Liu Ya-He, Li Chun Guang, Zhou Shu-Feng
Discipline of Chinese Medicine, School of Health Sciences, RMIT University, Bundoora, Victoria 3083, Australia.
Drug Metab Lett. 2009 Dec;3(4):242-86. doi: 10.2174/187231209790218145.
The nuclear receptor (NR) superfamily represents an important group of regulating factors that control the expression of a number of target genes including those encoding important drug metabolizing enzymes and drug transporters. Single nucleotide polymorphism (SNP) is the most common mutation in the human genome and a large number of SNPs have been identified to date. It is unlikely to examine the functional impact of all these mutations using an experimental approach. As such, we employed two algorithms, Sorting Intolerant from Tolerant (SIFT) and Polymorphism Phenotyping (PolyPhen) to predict the impact of non-synonymous SNPs (nsSNPs) on NR activities and disease susceptibility. We identified 442 nsSNPs in a systematic screening of 48 human NR genes. Using SIFT, of 442 amino acid substitutions, 289 (65.38%) were classified as "intolerant". The PolyPhen program classified 269 (60.86%) of them as "probably damaging" or "possibly damaging". The results from the two algorithms were in concordance. Among the 442 mutations, 229 of them have been functionally characterized. SIFT predicted 192 of these nsSNPs as "intolerant", resulting in a correct prediction rate of 83.84%, while PolyPhen gave a prediction rate of 76.86%. For 216 nsSNPs of the androgen receptor gene, 149 nsSNPs have been functionally studied and most (121) of them resulted in a reduction of receptor activity. SIFT sorted 187 out of 216 as "intolerant" (86.57%) and PolyPhen identified 159 out of 216 as "potentially intolerant" (73.61%). These results indicate that both SIFT and PolyPhen are useful and efficient tools to predict the functional effects of nsSNPs of human NR genes.

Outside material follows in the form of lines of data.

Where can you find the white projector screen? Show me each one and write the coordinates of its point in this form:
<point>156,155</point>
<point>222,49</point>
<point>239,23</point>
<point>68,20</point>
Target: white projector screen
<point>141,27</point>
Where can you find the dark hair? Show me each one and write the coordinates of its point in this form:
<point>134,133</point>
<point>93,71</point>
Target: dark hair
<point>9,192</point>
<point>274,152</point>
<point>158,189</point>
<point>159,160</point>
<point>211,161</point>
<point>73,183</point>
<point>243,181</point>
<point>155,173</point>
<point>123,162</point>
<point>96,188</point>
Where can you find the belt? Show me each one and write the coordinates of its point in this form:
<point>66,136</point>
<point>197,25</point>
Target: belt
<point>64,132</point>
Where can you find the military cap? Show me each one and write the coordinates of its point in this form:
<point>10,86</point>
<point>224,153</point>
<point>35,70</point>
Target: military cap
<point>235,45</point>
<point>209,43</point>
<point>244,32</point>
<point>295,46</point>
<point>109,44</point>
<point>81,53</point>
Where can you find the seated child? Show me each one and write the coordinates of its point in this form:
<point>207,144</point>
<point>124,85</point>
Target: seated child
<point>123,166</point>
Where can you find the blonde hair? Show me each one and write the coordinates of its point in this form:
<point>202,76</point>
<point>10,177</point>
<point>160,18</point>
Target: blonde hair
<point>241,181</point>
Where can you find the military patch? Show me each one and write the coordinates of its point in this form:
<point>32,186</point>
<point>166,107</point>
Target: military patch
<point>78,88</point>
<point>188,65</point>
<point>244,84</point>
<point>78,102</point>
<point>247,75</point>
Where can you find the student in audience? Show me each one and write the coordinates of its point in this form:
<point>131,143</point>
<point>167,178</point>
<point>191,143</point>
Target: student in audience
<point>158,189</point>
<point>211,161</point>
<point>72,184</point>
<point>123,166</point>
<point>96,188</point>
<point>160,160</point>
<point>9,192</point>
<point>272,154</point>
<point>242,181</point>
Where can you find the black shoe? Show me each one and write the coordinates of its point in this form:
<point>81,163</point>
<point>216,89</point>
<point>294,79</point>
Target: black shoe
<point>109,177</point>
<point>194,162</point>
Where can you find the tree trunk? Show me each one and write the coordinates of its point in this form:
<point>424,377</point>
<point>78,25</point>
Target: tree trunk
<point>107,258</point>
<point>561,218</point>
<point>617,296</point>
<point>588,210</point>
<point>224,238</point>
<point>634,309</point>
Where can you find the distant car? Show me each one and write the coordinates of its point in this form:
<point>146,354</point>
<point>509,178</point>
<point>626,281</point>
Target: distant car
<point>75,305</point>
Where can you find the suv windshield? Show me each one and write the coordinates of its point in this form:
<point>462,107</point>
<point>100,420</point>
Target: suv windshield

核受体(NR)超家族是一组重要的调节因子,可控制许多靶基因的表达,包括那些编码重要药物代谢酶和药物转运蛋白的基因。单核苷酸多态性(SNP)是人类基因组中最常见的突变,迄今为止已鉴定出大量的SNP。使用实验方法来检测所有这些突变的功能影响不太可能。因此,我们采用了两种算法,即从耐受中筛选不耐受(SIFT)和多态性表型分析(PolyPhen),来预测非同义SNP(nsSNP)对NR活性和疾病易感性的影响。我们在对48个人类NR基因的系统筛选中鉴定出442个nsSNP。使用SIFT,在442个氨基酸替换中,有289个(65.38%)被分类为“不耐受”。PolyPhen程序将其中269个(60.86%)分类为“可能有害”或“可能有害”。两种算法的结果一致。在这442个突变中,有229个已进行了功能表征。SIFT将这些nsSNP中的192个预测为“不耐受”,正确预测率为83.84%,而PolyPhen的预测率为76.86%。对于雄激素受体基因的216个nsSNP,其中149个已进行了功能研究,其中大多数(121个)导致受体活性降低。SIFT将216个中的187个分类为“不耐受”(86.57%),PolyPhen将216个中的159个鉴定为“潜在不耐受”(73.61%)。这些结果表明,SIFT和PolyPhen都是预测人类NR基因nsSNP功能效应的有用且有效的工具。